Suara.com - Dalam menyambut datangnya 1 Suro terdapat beberapa tradisi yang akan dilakukan oleh masyarakat Jawa. Salah satunya arak-arakan kebo bule sebagai tradisi kirab malam 1 Suro yang diadakan di Keraton Surakarta pada Jumat (29/7/2022) malam nanti. Asal usul kebo bule pun banyak dipertanyakan.

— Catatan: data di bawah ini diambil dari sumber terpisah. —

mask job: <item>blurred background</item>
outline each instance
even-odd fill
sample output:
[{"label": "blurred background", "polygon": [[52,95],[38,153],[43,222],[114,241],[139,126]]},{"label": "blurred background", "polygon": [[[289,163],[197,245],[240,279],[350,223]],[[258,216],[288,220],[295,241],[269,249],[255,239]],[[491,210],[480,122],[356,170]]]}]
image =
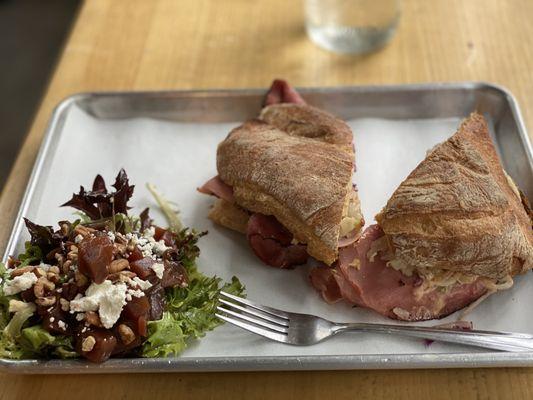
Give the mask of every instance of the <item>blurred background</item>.
[{"label": "blurred background", "polygon": [[79,4],[79,0],[0,0],[0,191]]}]

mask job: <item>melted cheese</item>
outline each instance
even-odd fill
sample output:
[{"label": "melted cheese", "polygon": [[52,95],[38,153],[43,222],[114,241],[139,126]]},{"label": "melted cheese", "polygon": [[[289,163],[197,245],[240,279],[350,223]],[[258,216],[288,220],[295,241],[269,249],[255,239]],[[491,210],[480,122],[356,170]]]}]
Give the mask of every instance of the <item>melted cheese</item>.
[{"label": "melted cheese", "polygon": [[340,222],[339,237],[347,236],[350,232],[361,226],[362,215],[359,206],[359,200],[354,191],[346,197],[344,204],[343,217]]}]

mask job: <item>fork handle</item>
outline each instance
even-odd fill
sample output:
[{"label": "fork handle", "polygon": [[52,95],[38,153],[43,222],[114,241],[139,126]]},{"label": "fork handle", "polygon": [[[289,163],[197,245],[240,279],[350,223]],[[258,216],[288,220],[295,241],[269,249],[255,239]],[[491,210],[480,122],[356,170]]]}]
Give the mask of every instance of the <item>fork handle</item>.
[{"label": "fork handle", "polygon": [[525,352],[533,351],[533,336],[491,331],[457,331],[453,329],[429,328],[422,326],[386,324],[335,324],[335,333],[356,331],[396,334],[440,342],[458,343],[487,349]]}]

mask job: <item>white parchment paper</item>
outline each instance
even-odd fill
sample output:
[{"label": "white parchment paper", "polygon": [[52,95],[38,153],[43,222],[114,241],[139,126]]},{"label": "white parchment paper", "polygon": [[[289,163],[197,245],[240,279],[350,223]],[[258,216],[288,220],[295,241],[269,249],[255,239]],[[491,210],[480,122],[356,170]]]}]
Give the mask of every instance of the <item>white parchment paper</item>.
[{"label": "white parchment paper", "polygon": [[[349,121],[355,135],[359,188],[367,225],[397,185],[425,157],[426,151],[455,131],[459,119]],[[238,276],[248,297],[290,311],[320,315],[336,321],[389,322],[379,315],[345,304],[328,305],[308,283],[307,267],[291,271],[262,265],[246,239],[215,226],[206,215],[213,199],[196,188],[216,174],[217,144],[235,123],[176,123],[151,119],[101,120],[74,108],[65,122],[55,156],[32,199],[28,216],[40,224],[72,218],[72,210],[58,206],[80,184],[89,187],[97,173],[108,184],[121,167],[136,184],[133,212],[151,206],[156,221],[163,223],[145,188],[154,183],[179,205],[183,222],[209,234],[200,242],[199,268],[225,279]],[[27,236],[19,240],[19,248]],[[475,327],[533,332],[525,311],[532,303],[533,282],[516,279],[512,290],[498,293],[471,315]],[[446,320],[453,319],[453,316]],[[435,322],[425,323],[425,325]],[[311,347],[292,347],[270,342],[228,324],[191,345],[183,357],[355,355],[399,353],[449,353],[480,351],[454,345],[394,338],[374,334],[345,334]]]}]

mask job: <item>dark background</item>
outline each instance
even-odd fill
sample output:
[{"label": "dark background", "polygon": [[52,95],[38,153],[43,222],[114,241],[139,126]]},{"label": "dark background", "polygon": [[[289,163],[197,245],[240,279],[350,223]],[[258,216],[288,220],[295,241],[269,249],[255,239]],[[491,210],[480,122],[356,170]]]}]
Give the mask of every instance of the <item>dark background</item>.
[{"label": "dark background", "polygon": [[79,0],[0,0],[0,191],[75,19]]}]

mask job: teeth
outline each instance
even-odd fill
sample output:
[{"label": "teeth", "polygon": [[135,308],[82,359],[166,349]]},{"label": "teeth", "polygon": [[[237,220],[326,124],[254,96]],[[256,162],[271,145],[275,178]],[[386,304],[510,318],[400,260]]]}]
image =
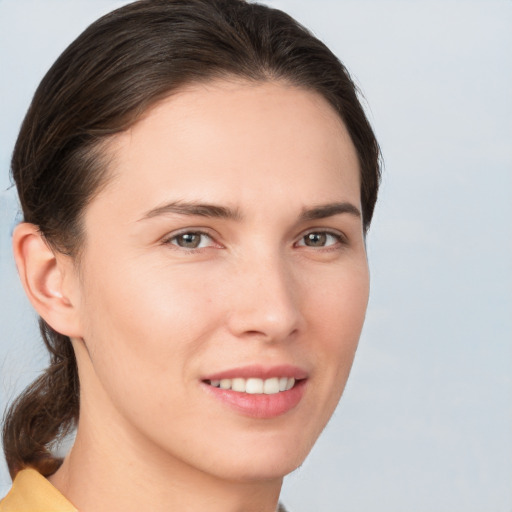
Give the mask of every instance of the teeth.
[{"label": "teeth", "polygon": [[219,386],[220,389],[231,389],[231,379],[221,379]]},{"label": "teeth", "polygon": [[295,385],[293,377],[272,377],[271,379],[257,379],[257,378],[235,378],[235,379],[221,379],[210,381],[210,386],[230,389],[231,391],[238,391],[239,393],[248,393],[250,395],[265,394],[275,395],[281,391],[288,391]]},{"label": "teeth", "polygon": [[[243,379],[240,379],[243,380]],[[233,388],[231,388],[233,389]],[[235,390],[236,391],[236,390]],[[263,380],[261,379],[247,379],[245,383],[245,392],[251,395],[263,393]]]},{"label": "teeth", "polygon": [[233,391],[240,391],[241,393],[243,393],[245,391],[245,379],[232,379],[231,389]]},{"label": "teeth", "polygon": [[265,393],[265,395],[279,393],[279,379],[274,377],[273,379],[265,380],[263,382],[263,393]]}]

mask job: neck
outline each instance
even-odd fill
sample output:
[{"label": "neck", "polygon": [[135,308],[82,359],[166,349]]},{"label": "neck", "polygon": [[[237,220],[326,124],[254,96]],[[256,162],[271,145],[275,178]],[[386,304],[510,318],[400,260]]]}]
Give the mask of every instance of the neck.
[{"label": "neck", "polygon": [[[121,429],[81,415],[75,444],[52,484],[81,512],[275,512],[282,479],[234,481],[207,474]],[[84,482],[87,482],[84,485]]]}]

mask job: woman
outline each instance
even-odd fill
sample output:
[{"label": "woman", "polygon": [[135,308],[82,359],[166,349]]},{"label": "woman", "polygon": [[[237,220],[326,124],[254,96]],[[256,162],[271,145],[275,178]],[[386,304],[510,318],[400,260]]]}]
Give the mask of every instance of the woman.
[{"label": "woman", "polygon": [[135,2],[50,69],[12,173],[51,365],[0,511],[276,510],[368,299],[379,151],[345,68],[278,10]]}]

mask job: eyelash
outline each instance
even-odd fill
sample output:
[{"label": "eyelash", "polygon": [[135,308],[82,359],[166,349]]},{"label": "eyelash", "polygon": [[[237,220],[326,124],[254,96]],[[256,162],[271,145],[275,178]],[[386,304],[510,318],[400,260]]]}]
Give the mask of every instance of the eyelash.
[{"label": "eyelash", "polygon": [[[209,240],[211,240],[211,245],[209,245],[207,247],[188,247],[187,248],[187,247],[178,245],[178,243],[175,243],[175,241],[177,239],[179,239],[180,237],[184,237],[186,235],[206,237]],[[328,245],[317,246],[318,249],[333,250],[333,249],[339,248],[338,246],[345,246],[345,245],[347,245],[347,239],[346,239],[345,235],[343,235],[341,233],[338,233],[338,232],[335,232],[335,231],[317,229],[317,230],[312,230],[312,231],[308,231],[307,233],[304,233],[299,238],[299,240],[294,243],[294,246],[297,246],[297,247],[311,247],[311,248],[314,249],[315,246],[308,246],[305,243],[303,243],[303,244],[299,243],[299,242],[305,241],[306,237],[309,236],[309,235],[324,235],[325,237],[331,237],[331,238],[334,239],[334,243],[331,243],[331,244],[328,244]],[[207,249],[208,247],[214,246],[216,244],[216,242],[215,242],[214,238],[209,233],[207,233],[205,231],[201,231],[201,230],[188,230],[188,231],[182,231],[180,233],[175,233],[172,236],[170,236],[168,238],[165,238],[163,240],[163,244],[164,245],[173,245],[177,249],[184,249],[184,252],[187,253],[187,254],[195,254],[196,252],[199,252],[199,251],[202,251],[204,249]],[[201,242],[199,243],[199,245],[201,245]],[[222,246],[220,244],[217,244],[217,247],[222,247]]]}]

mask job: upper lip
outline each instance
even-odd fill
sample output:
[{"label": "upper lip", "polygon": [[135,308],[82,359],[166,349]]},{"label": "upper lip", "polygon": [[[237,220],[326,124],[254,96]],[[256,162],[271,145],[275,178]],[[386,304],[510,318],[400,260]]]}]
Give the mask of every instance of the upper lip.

Seperti yang telah diketahui, Tahun Baru Islam 2022 atau 1 Muharram 1444 Hijriah akan jatuh pada Sabtu (30/7/2022) besok. Sejumlah daerah saat ini mulai mempersiapkan tradisi yang biasa dilaksanakan pada 1 Suro. Termasuk Keraton Surakarta yang akan kembali menggelar tradisi kirab malam 1 Suro, setelah sebelumnya ditiadakan selama dua tahun akibar pandemi Covid-19.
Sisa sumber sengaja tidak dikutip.